Fish In the Dark is the new comedy written by Larry David, the creator and star of HBO's "Curb Your Enthusiasm" and co-creator of "Seinfeld." Fish In the Dark is directed by Anna D. Shapiro and marks Tony-winner Jason Alexander's Broadway return and features Jayne Houdyshell, Jake Cannavale, Jonny Orsini, Rosie Perez, and Jerry Adler.
Fish In the Dark may be new, but its comic ingredients are classically aged: horny, old ladies, greedy relatives, philandering dads, luscious blonds and preposterous deceptions...David's contribution is mainly to be himself, the Everyputz he played on Curb Your Enthusiasm: cheerfully cynical, blithely petty and amazed that anyone should be offended by his honesty...Anna D. Shapiro stages the hybrid sitcom-farce for maximum shine, and the mix of seasoned actors with David's breezy script (about three TV episodes' worth of plot windup) results in a night of huge, rolling laughs. Many of them come from David's idiosyncratic presence. He may lack subtlety or wit but makes up for it in indignant bluster and humor that sidles slyly to the edge of bad taste...David is broad and hammy amid stage pros, but that's part of his gruff, goofy charm.
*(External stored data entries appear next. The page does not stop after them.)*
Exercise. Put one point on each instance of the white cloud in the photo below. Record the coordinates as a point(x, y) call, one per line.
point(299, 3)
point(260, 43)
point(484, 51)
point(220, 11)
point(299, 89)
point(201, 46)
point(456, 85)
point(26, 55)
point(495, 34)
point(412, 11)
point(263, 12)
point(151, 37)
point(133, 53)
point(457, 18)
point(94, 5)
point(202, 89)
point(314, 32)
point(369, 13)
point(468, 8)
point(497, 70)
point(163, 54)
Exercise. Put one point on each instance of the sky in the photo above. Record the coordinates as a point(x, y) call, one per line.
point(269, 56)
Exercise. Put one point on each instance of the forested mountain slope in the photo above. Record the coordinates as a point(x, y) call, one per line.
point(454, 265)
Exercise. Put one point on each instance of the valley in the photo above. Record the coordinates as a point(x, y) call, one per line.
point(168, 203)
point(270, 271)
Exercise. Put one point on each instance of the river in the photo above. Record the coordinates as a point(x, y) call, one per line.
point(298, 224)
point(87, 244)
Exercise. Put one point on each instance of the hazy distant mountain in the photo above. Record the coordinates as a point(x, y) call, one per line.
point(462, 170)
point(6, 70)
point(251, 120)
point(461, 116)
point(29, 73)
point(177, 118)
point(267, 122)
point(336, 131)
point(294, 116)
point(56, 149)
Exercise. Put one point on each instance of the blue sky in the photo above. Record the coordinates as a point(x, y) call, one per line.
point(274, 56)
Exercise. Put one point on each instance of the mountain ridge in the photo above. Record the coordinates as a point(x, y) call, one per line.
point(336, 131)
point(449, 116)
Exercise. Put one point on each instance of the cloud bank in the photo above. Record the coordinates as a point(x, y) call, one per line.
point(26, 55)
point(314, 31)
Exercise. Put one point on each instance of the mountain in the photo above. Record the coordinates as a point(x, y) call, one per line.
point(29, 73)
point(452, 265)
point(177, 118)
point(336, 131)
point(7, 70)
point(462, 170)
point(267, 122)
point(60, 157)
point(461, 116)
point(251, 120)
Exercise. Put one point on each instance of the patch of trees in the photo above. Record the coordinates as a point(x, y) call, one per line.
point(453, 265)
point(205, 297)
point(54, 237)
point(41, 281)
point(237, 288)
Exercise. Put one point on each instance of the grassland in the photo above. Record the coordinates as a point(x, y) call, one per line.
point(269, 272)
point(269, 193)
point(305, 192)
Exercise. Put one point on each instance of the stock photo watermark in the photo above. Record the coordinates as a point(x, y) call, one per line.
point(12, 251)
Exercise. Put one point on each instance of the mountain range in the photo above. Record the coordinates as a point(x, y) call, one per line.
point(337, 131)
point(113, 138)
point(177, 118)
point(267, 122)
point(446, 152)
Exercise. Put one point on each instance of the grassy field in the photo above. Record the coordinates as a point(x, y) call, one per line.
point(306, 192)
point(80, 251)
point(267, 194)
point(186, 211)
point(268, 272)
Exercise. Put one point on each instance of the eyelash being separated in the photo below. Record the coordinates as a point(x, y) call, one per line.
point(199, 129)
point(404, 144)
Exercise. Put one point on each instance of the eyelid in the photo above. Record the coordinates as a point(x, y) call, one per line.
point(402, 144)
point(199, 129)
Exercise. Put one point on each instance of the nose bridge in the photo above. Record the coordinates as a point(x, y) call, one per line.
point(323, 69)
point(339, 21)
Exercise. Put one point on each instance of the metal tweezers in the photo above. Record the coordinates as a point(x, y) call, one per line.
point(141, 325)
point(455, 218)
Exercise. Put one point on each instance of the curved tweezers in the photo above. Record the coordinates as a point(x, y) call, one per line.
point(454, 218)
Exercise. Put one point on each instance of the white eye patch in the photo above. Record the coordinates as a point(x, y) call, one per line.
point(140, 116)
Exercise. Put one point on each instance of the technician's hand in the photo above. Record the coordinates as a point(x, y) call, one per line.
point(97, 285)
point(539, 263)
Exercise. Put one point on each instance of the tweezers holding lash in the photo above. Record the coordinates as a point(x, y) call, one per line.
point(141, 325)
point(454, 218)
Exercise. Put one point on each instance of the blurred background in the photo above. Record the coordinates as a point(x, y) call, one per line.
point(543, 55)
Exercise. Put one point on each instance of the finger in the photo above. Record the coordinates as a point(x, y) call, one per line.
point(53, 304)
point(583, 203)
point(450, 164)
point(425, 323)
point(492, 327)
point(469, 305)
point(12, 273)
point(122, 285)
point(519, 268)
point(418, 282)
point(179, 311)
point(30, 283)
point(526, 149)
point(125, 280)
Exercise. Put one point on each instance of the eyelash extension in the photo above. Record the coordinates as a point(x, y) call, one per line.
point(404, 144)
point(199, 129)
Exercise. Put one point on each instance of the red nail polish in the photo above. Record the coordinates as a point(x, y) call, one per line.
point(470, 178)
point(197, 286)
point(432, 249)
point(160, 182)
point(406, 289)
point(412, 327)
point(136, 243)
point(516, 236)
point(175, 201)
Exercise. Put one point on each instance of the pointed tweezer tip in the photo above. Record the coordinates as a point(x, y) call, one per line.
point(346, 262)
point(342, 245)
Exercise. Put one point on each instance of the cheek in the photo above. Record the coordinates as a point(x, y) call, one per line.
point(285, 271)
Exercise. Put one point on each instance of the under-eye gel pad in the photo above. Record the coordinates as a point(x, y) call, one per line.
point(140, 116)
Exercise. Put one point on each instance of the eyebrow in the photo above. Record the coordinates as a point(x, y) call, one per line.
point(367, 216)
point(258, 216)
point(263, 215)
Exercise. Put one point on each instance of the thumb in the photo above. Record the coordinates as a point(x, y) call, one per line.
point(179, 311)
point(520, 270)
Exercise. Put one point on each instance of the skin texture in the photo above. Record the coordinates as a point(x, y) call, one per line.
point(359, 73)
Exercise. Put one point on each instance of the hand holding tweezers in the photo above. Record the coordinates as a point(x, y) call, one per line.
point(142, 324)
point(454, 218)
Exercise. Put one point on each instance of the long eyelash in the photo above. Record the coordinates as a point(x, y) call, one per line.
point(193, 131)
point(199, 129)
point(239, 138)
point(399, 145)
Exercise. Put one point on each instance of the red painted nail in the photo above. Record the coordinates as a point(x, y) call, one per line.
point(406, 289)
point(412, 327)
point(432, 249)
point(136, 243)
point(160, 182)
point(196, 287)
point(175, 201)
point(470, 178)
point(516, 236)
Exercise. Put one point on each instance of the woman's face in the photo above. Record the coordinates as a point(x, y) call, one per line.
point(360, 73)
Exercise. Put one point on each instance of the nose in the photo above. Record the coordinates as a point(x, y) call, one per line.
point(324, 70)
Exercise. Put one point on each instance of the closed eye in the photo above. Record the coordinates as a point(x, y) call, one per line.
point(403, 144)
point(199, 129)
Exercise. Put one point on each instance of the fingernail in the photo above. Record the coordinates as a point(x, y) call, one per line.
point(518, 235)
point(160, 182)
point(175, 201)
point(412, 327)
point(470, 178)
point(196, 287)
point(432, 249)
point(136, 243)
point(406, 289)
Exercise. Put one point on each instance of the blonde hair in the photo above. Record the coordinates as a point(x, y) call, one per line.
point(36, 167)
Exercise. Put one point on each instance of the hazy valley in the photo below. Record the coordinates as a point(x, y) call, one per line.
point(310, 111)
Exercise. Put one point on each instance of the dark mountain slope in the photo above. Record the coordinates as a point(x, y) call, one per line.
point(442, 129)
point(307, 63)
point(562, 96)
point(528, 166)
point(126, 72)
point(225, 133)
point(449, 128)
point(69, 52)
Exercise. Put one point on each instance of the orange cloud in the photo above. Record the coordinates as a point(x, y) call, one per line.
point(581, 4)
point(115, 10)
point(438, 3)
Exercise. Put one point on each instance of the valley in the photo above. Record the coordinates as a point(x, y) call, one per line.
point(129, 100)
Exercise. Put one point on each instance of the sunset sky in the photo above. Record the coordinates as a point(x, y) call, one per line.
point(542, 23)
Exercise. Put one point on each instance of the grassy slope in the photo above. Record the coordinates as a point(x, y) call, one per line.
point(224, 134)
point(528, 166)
So here we have Larry David and Fish in the Dark, at the Cort Theatre. And it turns out the thing is an absurdistly daffy laff fest...Mr. David is once again playing himself in Fish in the Dark. Can he really by as objectionably cantankerous a being as the one he draws for us? Standing on the stage of the Cort, he sneers at his audience like a cartoon caricature of a bespectacled turtle cautiously sticking his head out of his shell only to find a smiley-faced insurance salesman; one suspects that underneath the persona, though, he is just an old teddy bear...The whole thing is in excessively poor taste, which students of the Mel Brooks school of etiquette know can make for high-grade hilarity...While the new play draws the same sort of high-octane laughter as the fabled Neil Simon comedies of yesteryear, it is closer in style to Herb Gardner's A Thousand Clowns or Murray Schisgal's Luv. They don't write plays like these anymore, no; but Fish in the Dark is the modern-day equivalent...Art it ain't; Fish in the Dark isn't O'Neill, or even O. Neil Simon. But it's funny, and it's boffo.